COMMUNICATION ET SENSIBILISATION

«Le programme n’est pas assez connu, pas assez communiqué», soutient Véronique Dallaire, responsable du dossier de l’accessibilité universelle au comité exécutif de la Ville de Québec. Selon celle qui a été élue dans le district des Saules–Les Méandres en novembre dernier, la très faible participation au programme PEA est représentative du manque de sensibilisation liée aux enjeux d’accessibilité universelle en général. Tant auprès du grand public qu’auprès des fonctionnaires et des élus, «il y a un gros travail de conscientisation à faire, poursuit-elle, promettant d’en faire une priorité. On avance, mais il y a une compréhension et une sensibilité qui ne sont pas encore tout à fait là.» Son de cloche similaire du côté de Michel Bédard, producteur et animateur de l’émission de radio Les Capés, sur les ondes de CKIA-FM. Fervent défenseur des droits des personnes à mobilité réduite, il juge qu’une meilleure sensibilisation — populaire et institutionnelle — réglerait bien des problèmes. Lui-même un «capé», expression faisant référence à une personne handicapée, M. Bédard observe néanmoins depuis quelques années une certaine amélioration dans l’ouverture de la Ville de Québec à ce chapitre. «On part de tellement loin, laisse-t-il tout de même tomber.
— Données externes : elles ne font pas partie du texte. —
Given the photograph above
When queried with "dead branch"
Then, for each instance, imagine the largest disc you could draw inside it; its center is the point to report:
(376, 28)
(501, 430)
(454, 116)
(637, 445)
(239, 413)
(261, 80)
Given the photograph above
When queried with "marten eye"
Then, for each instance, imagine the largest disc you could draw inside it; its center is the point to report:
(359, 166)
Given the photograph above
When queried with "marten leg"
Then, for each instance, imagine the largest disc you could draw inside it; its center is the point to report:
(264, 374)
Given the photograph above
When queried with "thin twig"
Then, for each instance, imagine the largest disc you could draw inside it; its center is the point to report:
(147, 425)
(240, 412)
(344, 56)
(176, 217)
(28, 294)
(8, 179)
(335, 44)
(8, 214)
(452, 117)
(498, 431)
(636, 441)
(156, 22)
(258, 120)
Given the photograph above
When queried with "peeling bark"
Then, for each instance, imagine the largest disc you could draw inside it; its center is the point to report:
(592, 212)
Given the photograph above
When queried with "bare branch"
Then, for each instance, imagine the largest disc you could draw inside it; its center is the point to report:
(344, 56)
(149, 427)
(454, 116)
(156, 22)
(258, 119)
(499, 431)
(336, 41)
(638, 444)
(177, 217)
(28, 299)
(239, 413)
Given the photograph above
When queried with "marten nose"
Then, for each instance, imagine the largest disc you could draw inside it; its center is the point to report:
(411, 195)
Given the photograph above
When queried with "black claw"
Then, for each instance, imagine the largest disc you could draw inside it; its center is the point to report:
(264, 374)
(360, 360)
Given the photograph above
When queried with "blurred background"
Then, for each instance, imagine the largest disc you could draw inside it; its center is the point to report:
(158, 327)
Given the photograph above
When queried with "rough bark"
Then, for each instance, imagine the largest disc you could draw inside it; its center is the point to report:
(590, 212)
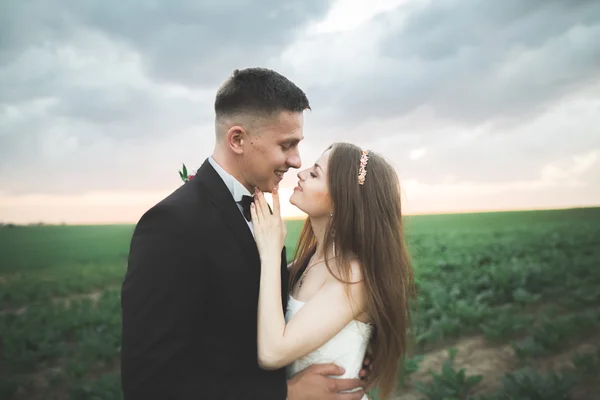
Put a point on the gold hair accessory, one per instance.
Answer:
(362, 172)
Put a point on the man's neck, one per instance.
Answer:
(230, 167)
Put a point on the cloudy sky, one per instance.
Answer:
(480, 105)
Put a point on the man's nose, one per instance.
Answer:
(294, 160)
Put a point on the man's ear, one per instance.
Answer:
(236, 135)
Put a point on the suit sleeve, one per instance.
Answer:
(164, 299)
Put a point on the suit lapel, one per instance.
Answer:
(223, 201)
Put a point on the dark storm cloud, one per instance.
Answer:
(77, 77)
(476, 60)
(121, 92)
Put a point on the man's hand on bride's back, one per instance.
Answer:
(314, 383)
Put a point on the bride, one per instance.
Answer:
(351, 278)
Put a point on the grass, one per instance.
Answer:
(530, 280)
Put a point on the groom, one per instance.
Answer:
(190, 294)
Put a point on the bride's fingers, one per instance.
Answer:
(253, 213)
(258, 202)
(276, 201)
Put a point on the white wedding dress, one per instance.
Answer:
(346, 349)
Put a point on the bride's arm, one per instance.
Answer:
(320, 319)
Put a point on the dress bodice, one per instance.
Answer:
(346, 349)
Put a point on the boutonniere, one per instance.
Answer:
(183, 174)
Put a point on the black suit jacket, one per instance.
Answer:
(189, 301)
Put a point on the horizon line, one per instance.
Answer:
(299, 218)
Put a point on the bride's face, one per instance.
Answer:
(312, 193)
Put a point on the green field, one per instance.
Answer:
(509, 307)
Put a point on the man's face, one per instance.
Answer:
(272, 150)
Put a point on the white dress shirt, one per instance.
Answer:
(236, 189)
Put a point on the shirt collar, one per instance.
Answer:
(236, 189)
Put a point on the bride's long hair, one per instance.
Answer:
(367, 226)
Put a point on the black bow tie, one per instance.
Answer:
(245, 202)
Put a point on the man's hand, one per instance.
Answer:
(314, 383)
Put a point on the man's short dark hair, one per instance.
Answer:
(259, 91)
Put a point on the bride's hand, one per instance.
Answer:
(269, 228)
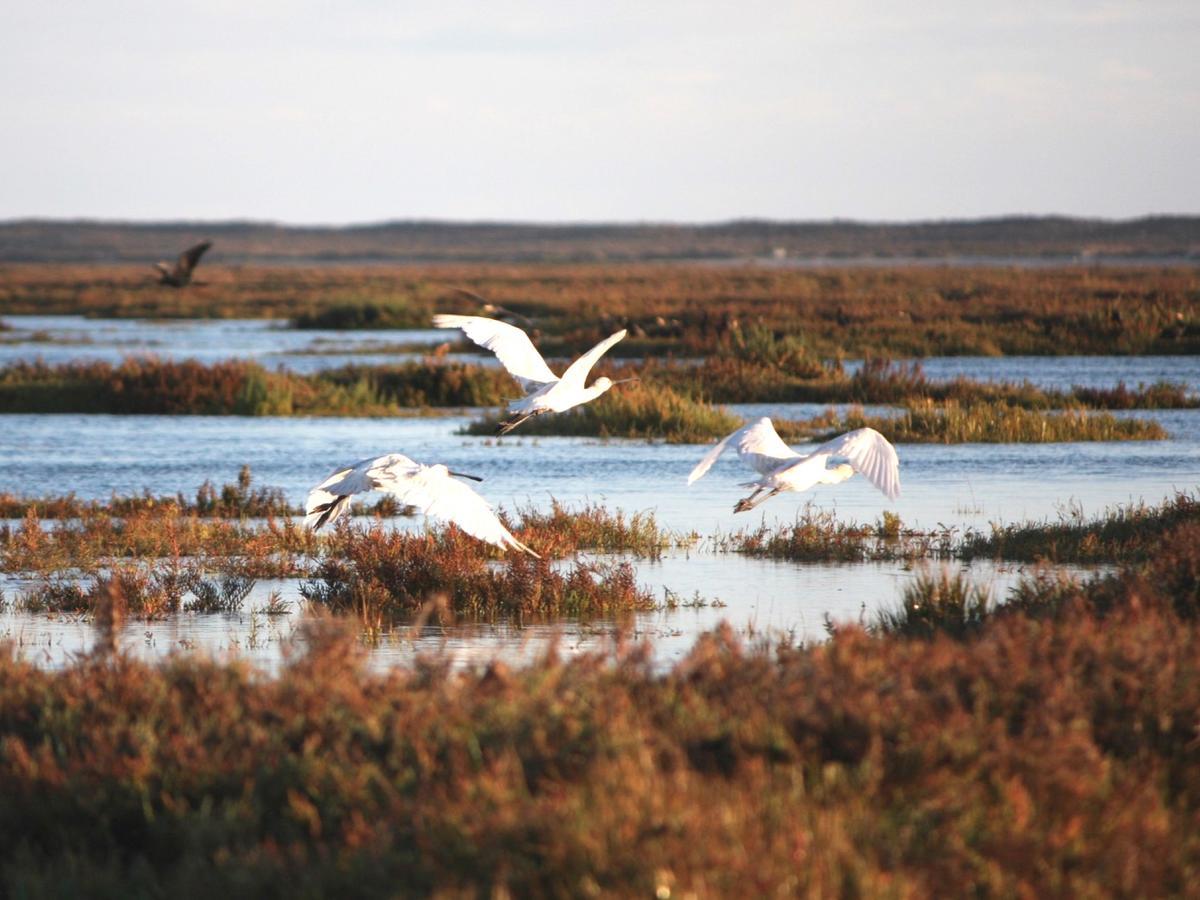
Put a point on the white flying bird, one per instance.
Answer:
(431, 489)
(784, 469)
(545, 391)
On salue la volonté de la Ville, mais quand t’as du retard, t’as du retard longtemps!»

EN MODE SOLUTIONS

M. Bédard ne baisse toutefois pas les bras. Au contraire, pour lui, il est impératif de faire avancer la cause des personnes à mobilité réduite, tant à Saint-Roch qu’ailleurs dans la ville, et tant dans les commerces que sur la voie publique. Pour accélérer les choses, il encourage les «bipèdes» — les gens sans problème de mobilité, qu’il appelle aussi les «debout» — à passer à l’action. Comment? «En formulant des commentaires.» Pas des «plaintes», précise-t-il; le terme est trop négatif et pas assez constructif. «Moi, quand je soulève un problème [ce qui arrive plutôt souvent, selon ses dires!] au propriétaire d’un commerce ou à un élu, j’essaie d’apporter une solution.» Dans l’optique «un problème, une solution», notons que la Ville de Québec a adopté en mars dernier un règlement prévoyant que toute occupation de la chaussée requerra dorénavant l’acquisition d’un permis gratuit. Le but? Permettre «de bien anticiper les entraves et les mesures à mettre en œuvre pour perturber le moins possible la circulation», peut-on lire dans le communiqué. Précisons qu’aux yeux de la Ville, le terme «chaussée» englobe les trottoirs, les liens cyclables, les cases de stationnement ainsi que les voies de circulation. Pour ce qui est des magasins et des restaurants, sur Saint-Joseph comme ailleurs, Véronique Dallaire croit fermement qu’une partie de la solution réside dans l’élaboration d’un «portrait de l’accessibilité des commerces». Selon la conseillère municipale, non seulement l’initiative — une carte interactive? — permettrait d’enfin connaître en détail l’état des lieux, mais cela pourrait également inciter les propriétaires des commerces qui ne sont pas accessibles à faire les démarches, comme aller chercher du financement, pour le devenir. «Si tu prends la peine de rendre ton commerce accessible, ça ne sert pas uniquement les personnes en fauteuils roulants, rappelle Mme Dallaire. Ça devient bénéfique pour tout le monde.»